Data

Splunk: How to work with multiple indexes [Tutorial]

11 min read

An index in Splunk is a storage pool for events, capped by size and time. By default, all events will go to the index specified by defaultDatabase, which is called main but lives in a directory called defaultdb.

In this tutorial, we put focus to index structures, need of multiple indexes, how to size an index and how to manage multiple indexes in a Splunk environment.

This article is an excerpt from a book written by James D. Miller titled Implementing Splunk 7 – Third Edition.

Directory structure of an index

Each index occupies a set of directories on the disk. By default, these directories live in $SPLUNK_DB, which, by default, is located in $SPLUNK_HOME/var/lib/splunk.

Look at the following stanza for the main index:

[main] 
homePath = $SPLUNK_DB/defaultdb/db 
coldPath = $SPLUNK_DB/defaultdb/colddb 
thawedPath = $SPLUNK_DB/defaultdb/thaweddb 
maxHotIdleSecs = 86400 
maxHotBuckets = 10 
maxDataSize = auto_high_volume

If our Splunk installation lives at /opt/splunk, the index main is rooted at the path /opt/splunk/var/lib/splunk/defaultdb.

To change your storage location, either modify the value of SPLUNK_DB in $SPLUNK_HOME/etc/splunk-launch.conf or set absolute paths in indexes.conf.

splunk-launch.conf cannot be controlled from an app, which means it is easy to forget when adding indexers. For this reason, and for legibility, I would recommend using absolute paths in indexes.conf.

The homePath directories contain index-level metadata, hot buckets, and warm buckets. coldPath contains cold buckets, which are simply warm buckets that have aged out. See the upcoming sections The lifecycle of a bucket and Sizing an index for details.

When to create more indexes

There are several reasons for creating additional indexes. If your needs do not meet one of these requirements, there is no need to create more indexes. In fact, multiple indexes may actually hurt performance if a single query needs to open multiple indexes.

Testing data

If you do not have a test environment, you can use test indexes for staging new data. This then allows you to easily recover from mistakes by dropping the test index. Since Splunk will run on a desktop, it is probably best to test new configurations locally, if possible.

Differing longevity

It may be the case that you need more history for some source types than others. The classic example here is security logs, as compared to web access logs. You may need to keep security logs for a year or more, but need the web access logs for only a couple of weeks.

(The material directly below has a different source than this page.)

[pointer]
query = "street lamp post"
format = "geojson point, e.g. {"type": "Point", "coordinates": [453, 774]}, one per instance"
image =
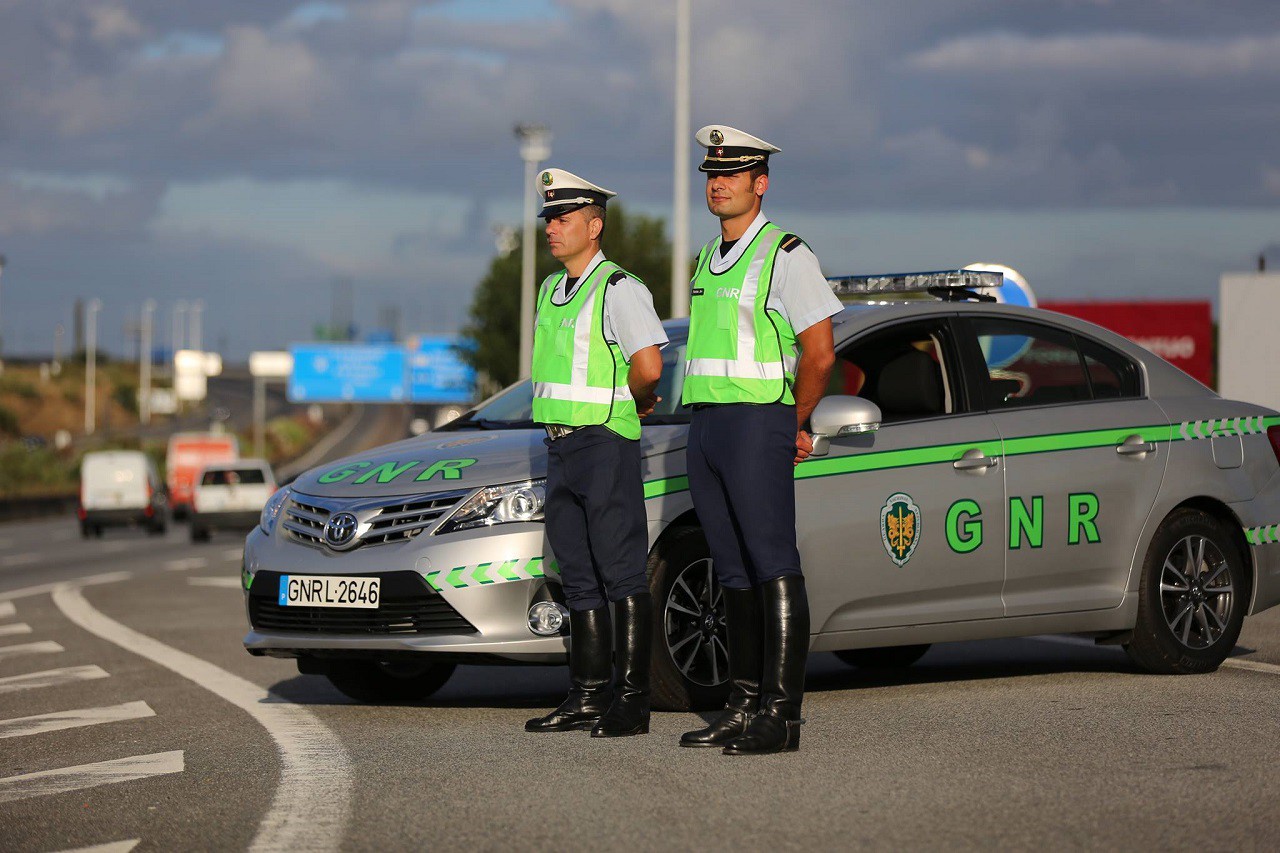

If these two source types are left in the same index, security events will be stored in the same buckets as web access logs and will age out together. To split these events up, you need to perform the following steps:

  1. Create a new index called security, for instance
  2. Define different settings for the security index
  3. Update inputs.conf to use the new index for security source types

For one year, you might make an indexes.conf setting such as this:

[security] 
homePath = $SPLUNK_DB/security/db 
coldPath = $SPLUNK_DB/security/colddb 
thawedPath = $SPLUNK_DB/security/thaweddb 
#one year in seconds 
frozenTimePeriodInSecs = 31536000

For extra protection, you should also set maxTotalDataSizeMB, and possibly coldToFrozenDir.

If you have multiple indexes that should age together, or if you will split homePath and coldPath across devices, you should use volumes. See the upcoming section, Using volumes to manage multiple indexes, for more information.

Then, in inputs.conf, you simply need to add an index to the appropriate stanza as follows:

[monitor:///path/to/security/logs/logins.log] 
sourcetype=logins 
index=security

Differing permissions

If some data should only be seen by a specific set of users, the most effective way to limit access is to place this data in a different index, and then limit access to that index by using a role. The steps to accomplish this are essentially as follows:

  1. Define the new index.
  2. Configure inputs.conf or transforms.conf to send these events to the new index.
  3. Ensure that the user role does not have access to the new index.
  4. Create a new role that has access to the new index.
  5. Add specific users to this new role. If you are using LDAP authentication, you will need to map the role to an LDAP group and add users to that LDAP group.

To route very specific events to this new index, assuming you created an index called sensitive, you can create a transform as follows:

[contains_password] 
REGEX = (?i)password[=:] 
DEST_KEY = _MetaData:Index 
FORMAT = sensitive

You would then wire this transform to a particular sourcetype or source index in props.conf.

Using more indexes to increase performance

Placing different source types in different indexes can help increase performance if those source types are not queried together. The disks will spend less time seeking when accessing the source type in question.

If you have access to multiple storage devices, placing indexes on different devices can help increase the performance even more by taking advantage of different hardware for different queries. Likewise, placing homePath and coldPath on different devices can help performance.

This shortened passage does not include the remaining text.